Düsseldorfer Persönlichkeiten von A bis Z

„E“ wie Johanna Ey

© Hannes Maria Flach, Mutter_Ey, 1928

Kunst wird in Düsseldorf seit eh und je groß geschrieben. Ende des 19. Jahrhunderts sticht eine Frau als bedeutende Förderin von Studenten und jungen Künstlern im Bereich der modernen Malerei hervor: Johanna Ey. Von vielen ihrer Schützlinge auch „Mutter Ey“ genannt.

Die 1864 in Wickrath (gehört heute zu Mönchengladbach) geborene Galeristin stammt aus ärmlichen Verhältnissen und zieht mit nur 19 Jahren allein aus ihrer Heimatstadt nach Düsseldorf. Sieben Jahre schlägt sie sich dort als freischaffende Künstlerin durch, bevor sie ihren zukünftigen Ehemann Robert Ey kennenlernt und sich seitdem um Mann und Kinder kümmert.

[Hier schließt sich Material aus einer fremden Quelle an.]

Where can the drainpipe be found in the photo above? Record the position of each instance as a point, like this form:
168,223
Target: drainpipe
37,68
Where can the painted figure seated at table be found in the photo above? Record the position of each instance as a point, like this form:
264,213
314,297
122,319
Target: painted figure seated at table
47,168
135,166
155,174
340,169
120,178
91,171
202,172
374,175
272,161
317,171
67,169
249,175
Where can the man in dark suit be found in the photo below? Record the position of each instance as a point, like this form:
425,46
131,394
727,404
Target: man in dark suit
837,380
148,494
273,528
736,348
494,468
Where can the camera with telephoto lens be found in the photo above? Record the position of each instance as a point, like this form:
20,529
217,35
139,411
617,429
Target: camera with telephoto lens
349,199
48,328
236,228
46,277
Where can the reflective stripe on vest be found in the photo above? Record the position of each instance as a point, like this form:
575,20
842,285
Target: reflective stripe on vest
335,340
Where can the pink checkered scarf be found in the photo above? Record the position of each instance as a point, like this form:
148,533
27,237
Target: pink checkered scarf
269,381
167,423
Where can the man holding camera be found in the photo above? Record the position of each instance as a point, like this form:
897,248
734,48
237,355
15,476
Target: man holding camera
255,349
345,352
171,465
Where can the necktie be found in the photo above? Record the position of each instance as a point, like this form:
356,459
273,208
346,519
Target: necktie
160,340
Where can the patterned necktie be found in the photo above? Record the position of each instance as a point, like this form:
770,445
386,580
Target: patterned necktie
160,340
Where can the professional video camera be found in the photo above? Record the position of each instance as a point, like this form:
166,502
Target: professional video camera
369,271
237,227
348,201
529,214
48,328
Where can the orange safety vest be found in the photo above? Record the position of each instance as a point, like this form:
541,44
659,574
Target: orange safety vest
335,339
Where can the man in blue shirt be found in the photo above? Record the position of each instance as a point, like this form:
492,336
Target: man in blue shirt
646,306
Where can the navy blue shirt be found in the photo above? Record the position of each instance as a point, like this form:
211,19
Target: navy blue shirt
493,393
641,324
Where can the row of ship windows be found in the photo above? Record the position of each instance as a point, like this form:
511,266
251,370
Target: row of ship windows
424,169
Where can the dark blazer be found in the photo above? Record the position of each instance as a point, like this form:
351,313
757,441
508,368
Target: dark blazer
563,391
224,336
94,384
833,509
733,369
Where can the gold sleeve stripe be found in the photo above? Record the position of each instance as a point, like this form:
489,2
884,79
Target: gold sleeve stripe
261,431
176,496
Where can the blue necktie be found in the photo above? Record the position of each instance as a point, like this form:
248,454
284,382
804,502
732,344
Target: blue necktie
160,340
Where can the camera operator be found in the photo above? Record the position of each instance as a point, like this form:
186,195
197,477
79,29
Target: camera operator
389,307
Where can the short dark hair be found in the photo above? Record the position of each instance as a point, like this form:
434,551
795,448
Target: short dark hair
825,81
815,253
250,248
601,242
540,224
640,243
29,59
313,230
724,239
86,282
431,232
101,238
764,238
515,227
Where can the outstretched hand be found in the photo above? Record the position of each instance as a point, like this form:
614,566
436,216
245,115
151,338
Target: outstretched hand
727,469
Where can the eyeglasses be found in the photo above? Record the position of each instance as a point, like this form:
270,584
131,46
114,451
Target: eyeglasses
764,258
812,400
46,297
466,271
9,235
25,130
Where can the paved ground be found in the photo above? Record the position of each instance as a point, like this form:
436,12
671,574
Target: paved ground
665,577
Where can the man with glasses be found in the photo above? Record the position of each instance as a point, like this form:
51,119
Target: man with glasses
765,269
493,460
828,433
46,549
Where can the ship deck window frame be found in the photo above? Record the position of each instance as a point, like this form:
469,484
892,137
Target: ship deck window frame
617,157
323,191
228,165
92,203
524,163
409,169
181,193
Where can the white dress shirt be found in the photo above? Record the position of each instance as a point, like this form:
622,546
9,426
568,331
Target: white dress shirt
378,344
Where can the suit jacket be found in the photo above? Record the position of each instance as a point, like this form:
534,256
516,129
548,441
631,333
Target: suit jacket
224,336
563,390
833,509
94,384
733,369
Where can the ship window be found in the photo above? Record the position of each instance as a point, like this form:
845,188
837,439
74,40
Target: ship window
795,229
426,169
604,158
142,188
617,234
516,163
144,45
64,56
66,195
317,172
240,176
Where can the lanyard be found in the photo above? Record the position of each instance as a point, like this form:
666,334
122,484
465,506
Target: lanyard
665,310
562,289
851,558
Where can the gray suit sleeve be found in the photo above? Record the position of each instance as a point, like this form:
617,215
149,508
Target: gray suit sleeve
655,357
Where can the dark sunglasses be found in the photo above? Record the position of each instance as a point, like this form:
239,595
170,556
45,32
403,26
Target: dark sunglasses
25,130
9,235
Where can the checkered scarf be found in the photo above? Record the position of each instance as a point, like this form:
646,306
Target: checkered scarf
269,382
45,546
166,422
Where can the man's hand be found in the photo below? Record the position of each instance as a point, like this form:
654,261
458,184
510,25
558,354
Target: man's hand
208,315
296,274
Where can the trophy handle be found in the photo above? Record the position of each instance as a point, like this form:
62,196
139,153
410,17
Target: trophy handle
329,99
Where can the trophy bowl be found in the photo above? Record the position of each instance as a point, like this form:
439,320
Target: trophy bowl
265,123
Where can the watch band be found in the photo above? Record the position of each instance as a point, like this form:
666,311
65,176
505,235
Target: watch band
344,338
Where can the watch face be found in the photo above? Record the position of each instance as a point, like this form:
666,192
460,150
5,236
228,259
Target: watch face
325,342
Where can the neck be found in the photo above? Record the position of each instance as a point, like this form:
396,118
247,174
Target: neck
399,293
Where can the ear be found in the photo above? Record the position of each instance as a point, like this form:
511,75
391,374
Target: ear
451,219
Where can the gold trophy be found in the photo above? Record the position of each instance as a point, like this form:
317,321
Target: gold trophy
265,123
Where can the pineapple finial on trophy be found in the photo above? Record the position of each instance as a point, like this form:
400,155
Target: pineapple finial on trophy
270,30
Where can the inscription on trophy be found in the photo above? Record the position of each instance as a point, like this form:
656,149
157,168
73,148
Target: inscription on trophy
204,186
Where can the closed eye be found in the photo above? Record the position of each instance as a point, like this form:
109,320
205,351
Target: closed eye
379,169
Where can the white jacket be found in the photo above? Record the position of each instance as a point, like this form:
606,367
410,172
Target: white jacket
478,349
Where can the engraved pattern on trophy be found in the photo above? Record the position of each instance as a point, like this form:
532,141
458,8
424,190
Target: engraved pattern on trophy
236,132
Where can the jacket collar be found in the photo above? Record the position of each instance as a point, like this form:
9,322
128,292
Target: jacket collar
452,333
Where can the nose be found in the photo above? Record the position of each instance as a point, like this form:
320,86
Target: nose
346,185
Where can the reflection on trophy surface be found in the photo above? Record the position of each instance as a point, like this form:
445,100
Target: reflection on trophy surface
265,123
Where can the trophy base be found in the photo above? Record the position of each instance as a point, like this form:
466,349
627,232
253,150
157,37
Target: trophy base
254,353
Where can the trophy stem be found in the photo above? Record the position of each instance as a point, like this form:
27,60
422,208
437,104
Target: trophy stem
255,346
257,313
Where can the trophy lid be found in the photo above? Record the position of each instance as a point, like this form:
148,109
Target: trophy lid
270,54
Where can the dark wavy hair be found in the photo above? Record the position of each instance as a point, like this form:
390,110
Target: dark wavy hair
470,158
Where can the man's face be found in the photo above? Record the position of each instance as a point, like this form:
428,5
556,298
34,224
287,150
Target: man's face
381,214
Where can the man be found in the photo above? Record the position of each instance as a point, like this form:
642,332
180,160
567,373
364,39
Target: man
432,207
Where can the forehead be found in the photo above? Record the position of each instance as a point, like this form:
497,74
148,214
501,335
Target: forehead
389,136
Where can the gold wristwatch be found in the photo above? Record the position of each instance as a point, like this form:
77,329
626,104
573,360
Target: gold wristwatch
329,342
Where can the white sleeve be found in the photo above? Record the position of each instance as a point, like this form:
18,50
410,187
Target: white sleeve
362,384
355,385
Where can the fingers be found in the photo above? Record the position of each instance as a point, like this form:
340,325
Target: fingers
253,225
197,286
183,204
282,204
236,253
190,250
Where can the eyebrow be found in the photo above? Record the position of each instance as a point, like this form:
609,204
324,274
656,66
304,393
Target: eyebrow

1907 eröffnet Johanna eine Kaffeestube an der Ratinger Straße. Da die Kunst aber immer ein Teil von ihr bleibt, spricht sich schnell herum, dass die Dame eine Freundin der Jungen Künste ist. Schauspieler, Journalisten, Musiker und Maler aus der naheliegenden Düsseldorfer Kunstakademie nutzen die Kaffeestube fortan als Treffpunkt zum Austausch über ihre Leidenschaft.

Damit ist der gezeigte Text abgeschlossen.